The measure's history dates back to the 1950s, when bookstore owners were being held liable for selling books containing 'obscenity,' which is not protected by the First Amendment. One case eventually made it to the Supreme Court, which held that it created a 'chilling effect' to hold someone liable for someone else´s content.

That meant plaintiffs had to prove that bookstore owners knew they were selling obscene books, said Jeff Kosseff, the author of 'The Twenty-Six Words That Created the Internet,' a book about Section 230.

Fast-forward a few decades to when the commercial internet was taking off with services like CompuServe and Prodigy. Both offered online forums, but CompuServe chose not to moderate its, while Prodigy, seeking a family-friendly image, did.

CompuServe was sued over that, and the case was dismissed. Prodigy, however, got in trouble. The judge in their case ruled that 'they exercised editorial control - so you're more like a newspaper than a newsstand,' Kosseff said.

That didn't sit well with politicians, who worried that outcome would discourage newly forming internet companies from moderating at all. And Section 230 was born.

'Today it protects both from liability for user posts as well as liability for any clams for moderating content,' Kosseff said.

What happens if Section 230 is limited or goes away?

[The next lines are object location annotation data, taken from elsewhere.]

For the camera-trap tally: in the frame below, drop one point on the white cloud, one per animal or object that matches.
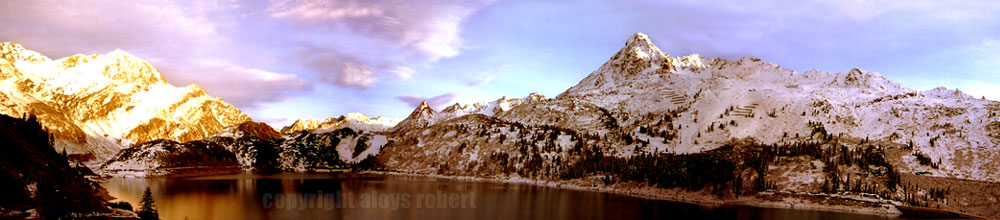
(241, 86)
(429, 28)
(403, 72)
(356, 75)
(486, 76)
(482, 80)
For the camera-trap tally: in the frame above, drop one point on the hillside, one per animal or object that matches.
(34, 178)
(744, 129)
(98, 104)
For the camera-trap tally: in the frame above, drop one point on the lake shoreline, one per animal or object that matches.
(781, 200)
(855, 204)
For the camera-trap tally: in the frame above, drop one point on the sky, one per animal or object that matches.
(282, 60)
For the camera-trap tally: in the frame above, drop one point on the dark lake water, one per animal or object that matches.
(353, 196)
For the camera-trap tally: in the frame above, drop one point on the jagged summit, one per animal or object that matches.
(640, 46)
(353, 120)
(421, 111)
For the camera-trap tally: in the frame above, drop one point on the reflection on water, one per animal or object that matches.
(353, 196)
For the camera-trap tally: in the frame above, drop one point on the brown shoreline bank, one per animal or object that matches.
(784, 200)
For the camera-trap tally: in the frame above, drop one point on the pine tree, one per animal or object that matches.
(147, 210)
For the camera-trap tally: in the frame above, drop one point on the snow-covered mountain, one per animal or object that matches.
(490, 108)
(353, 120)
(644, 99)
(422, 116)
(101, 103)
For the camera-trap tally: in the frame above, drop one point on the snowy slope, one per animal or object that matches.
(353, 120)
(644, 99)
(102, 103)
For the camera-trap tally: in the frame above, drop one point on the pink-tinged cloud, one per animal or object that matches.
(427, 28)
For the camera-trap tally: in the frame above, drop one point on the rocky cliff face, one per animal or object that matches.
(644, 101)
(101, 103)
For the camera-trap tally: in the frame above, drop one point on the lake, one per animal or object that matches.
(370, 196)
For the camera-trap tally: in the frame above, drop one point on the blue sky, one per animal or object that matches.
(282, 60)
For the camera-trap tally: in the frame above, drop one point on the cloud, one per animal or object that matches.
(427, 28)
(437, 102)
(485, 76)
(181, 39)
(242, 86)
(482, 80)
(403, 72)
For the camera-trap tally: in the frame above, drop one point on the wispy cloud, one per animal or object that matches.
(485, 76)
(375, 39)
(429, 28)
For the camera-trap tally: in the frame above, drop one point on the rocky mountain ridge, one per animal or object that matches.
(98, 104)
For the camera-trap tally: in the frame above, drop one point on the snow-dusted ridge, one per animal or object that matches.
(353, 120)
(751, 99)
(99, 104)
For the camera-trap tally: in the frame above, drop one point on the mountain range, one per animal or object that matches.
(663, 117)
(98, 104)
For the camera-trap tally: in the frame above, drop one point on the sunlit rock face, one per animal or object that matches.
(101, 103)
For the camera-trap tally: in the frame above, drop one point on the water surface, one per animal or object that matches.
(354, 196)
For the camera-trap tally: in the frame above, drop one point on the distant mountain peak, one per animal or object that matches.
(421, 110)
(13, 52)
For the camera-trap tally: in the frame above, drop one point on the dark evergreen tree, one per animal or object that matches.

'I don´t think any of the social media companies would exist in their current forms without Section 230,' Kosseff said. 'They have based their business models on being large platforms for user content.'

There are two possible outcomes. Platforms might get more cautious, as Craigslist did following the 2018 passage of a sex-trafficking law that carved out an exception to Section 230 for material that 'promotes or facilitates prostitution.' Craigslist quickly removed its 'personals' section altogether, which wasn't intended to facilitate sex work. But the company didn´t want to take any chances.

This outcome could actually hurt none other than the president himself, who routinely attacks private figures, entertains conspiracy theories and accuses others of crimes.

'If platforms were not immune under the law, then they would not risk the legal liability that could come with hosting Donald Trump´s lies, defamation, and threats,' said Kate Ruane, senior legislative counsel for the American Civil Liberties Union.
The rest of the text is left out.